De la sección “Sombreros para hombres” desaparecieron veinte sombreros. Veinte sombreros no se ocultan entre pecho y espalda, ni tampoco metidos en un bolsillo. El personal de la tienda Xenius estaba atónito. Uno mencionó la película del “Hombre invisible”, y muchos se sintieron tentados a admitir que el ladrón de la tienda era un ente de condiciones sobrenaturales. Fue interrogado el sereno, los hombres de la limpieza; intervino la policía y no se aclaró nada. La situación de los empleados de la tienda se tornó insoportable. A la salida del empleo tropezaban con vigilantes que les escudriñaban de pies a cabeza. Muchos de ellos, sin que se enteraran los otros, fueron revisados. Por supuesto, inútilmente. Ernestina, una tarde, a la hora de salir, fue llamada a la gerencia. La aguardaba allí una señora que le indicó que debía dejarse registrar. Ernestina llegó a su casa hirviendo de ira. Aquella humillación era insoportable. Pero ella no estaba en condiciones de renunciar al empleo, porque su inglés era deficiente. Meditaba aquel anochecer, apoyada de codos en la mesa, cuando una idea diabólica se detuvo en su cerebro.

¿Si ella atrapara al ladrón? Al ladrón de los sombreros, de los sobretodos. Al ladrón de las “medialunas”. Tenía un plan. Sin vacilar, entró en el laboratorio fotográfico de su hermano. En un rincón del estante había un bote con cianuro de potasio. Echó aproximadamente un gramo de veneno en un papel, entró a su cuarto, tomó una “medialuna, con un cortaplumas separó delicadamente la corteza, abrió en la masa un agujero, y allí vertió el veneno. Con un poco de engrudo obturó el agujero, volvió a cubrirlo con su corteza y metió la “medialuna” en su valijita, junto al termo.

Al día siguiente, por la tarde, antes de salir de la oficina, en un momento que nadie la veía, dejó la “medialuna” abandonada en el interior del cajón.

Regresó a su casa, emocionada por la calidad de la trampa que dejaba preparada.
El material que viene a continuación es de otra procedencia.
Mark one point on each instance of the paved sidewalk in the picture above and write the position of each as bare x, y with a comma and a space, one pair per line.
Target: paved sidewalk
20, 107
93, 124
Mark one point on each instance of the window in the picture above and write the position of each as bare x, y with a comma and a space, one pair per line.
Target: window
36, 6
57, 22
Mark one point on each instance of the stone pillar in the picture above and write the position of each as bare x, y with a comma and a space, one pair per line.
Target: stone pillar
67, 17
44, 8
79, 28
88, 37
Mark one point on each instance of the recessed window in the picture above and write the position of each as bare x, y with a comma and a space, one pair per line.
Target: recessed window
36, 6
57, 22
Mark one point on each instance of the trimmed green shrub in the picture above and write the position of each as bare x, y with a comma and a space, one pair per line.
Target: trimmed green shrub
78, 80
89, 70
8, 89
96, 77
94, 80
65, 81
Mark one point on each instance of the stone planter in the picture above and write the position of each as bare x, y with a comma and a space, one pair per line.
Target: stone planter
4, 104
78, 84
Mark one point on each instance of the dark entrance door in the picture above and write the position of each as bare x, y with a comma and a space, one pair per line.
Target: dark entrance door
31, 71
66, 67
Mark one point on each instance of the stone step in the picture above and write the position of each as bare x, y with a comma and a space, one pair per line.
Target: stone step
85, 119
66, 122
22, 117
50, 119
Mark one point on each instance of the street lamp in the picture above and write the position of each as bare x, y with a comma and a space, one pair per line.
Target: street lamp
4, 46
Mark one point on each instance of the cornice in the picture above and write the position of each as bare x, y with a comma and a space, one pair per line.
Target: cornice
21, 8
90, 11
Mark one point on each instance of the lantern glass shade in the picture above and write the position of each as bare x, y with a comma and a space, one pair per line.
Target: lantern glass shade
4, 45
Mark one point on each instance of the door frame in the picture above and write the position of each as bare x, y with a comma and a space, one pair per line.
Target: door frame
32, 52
Pero era indispensable que procediera así.

Luego, para olvidarse de la magnitud del acto, fue al cine, en compañía de sus hermanas. A pesar de que trataba de separar su pensamiento del drama en preparación, el drama latía con violencia en todas sus venas.

Durmió y no durmió aquella noche. Una mano carnuda y fuerte, de dedos gruesos, pasaba ante sus ojos, le rozaba el brazo y el rostro con su manga tosca, tomaba el cajón de su escritorio por la anilla, lo entreabría, hurgaba en las tinieblas y retiraba la “medialuna”…

El cansancio fue más fuerte que su temor secreto, y al amanecer terminó por dormirse. Tuvieron que despertarla repetidas veces para que se levantara. Se vistió sobresaltada.

Al llegar a la tienda y entrar al ascensor, le dijo el chico:

—Señorita Ernestina, ¿no sabe que encontraron al ladrón?

Ernestina dejó caer su cartera al suelo. Se inclinó a recogerla, pero ya recobrado por completo el dominio de sí misma.

—¿Sí?

—Era el sereno.

—¿El sereno?

—Le encontraron una pierna llena de corbatas. Parece que se suicidó.

Al entrar a la sección “Expedición al interior”, todos comentaban el suceso:

Resulta que al amanecer, los peones de limpieza encontraron al sereno muerto junto a su taza de café con leche. Al levantarlo, descubrieron que llevaba una pierna postiza. Vino la policía. Al sereno le faltaba una pierna. Usaba una ortopédica; en su interior esa noche había guardado dos docenas de cintas de máquina de escribir y siete corbatas de seda.

La policía allanó la casa donde vivía el sereno. En su habitación encontraron otra pierna. Una pierna de madera maciza. Cuando el sereno no estaba dispuesto a robar, usaba la pierna sin trampa. Se comprobó que en la pierna hueca cabía holgadamente un sobretodo arrollado, siempre que se le descosieran las mangas.

Tal fue la razón por la que la policía no extremó las investigaciones para determinar quién había hecho llegar a las manos del sereno la “medialuna” cargada de veneno.

Y aquel día todos los empleados de la casa Xenius, incluso Ernestina, se sintieron enormemente felices.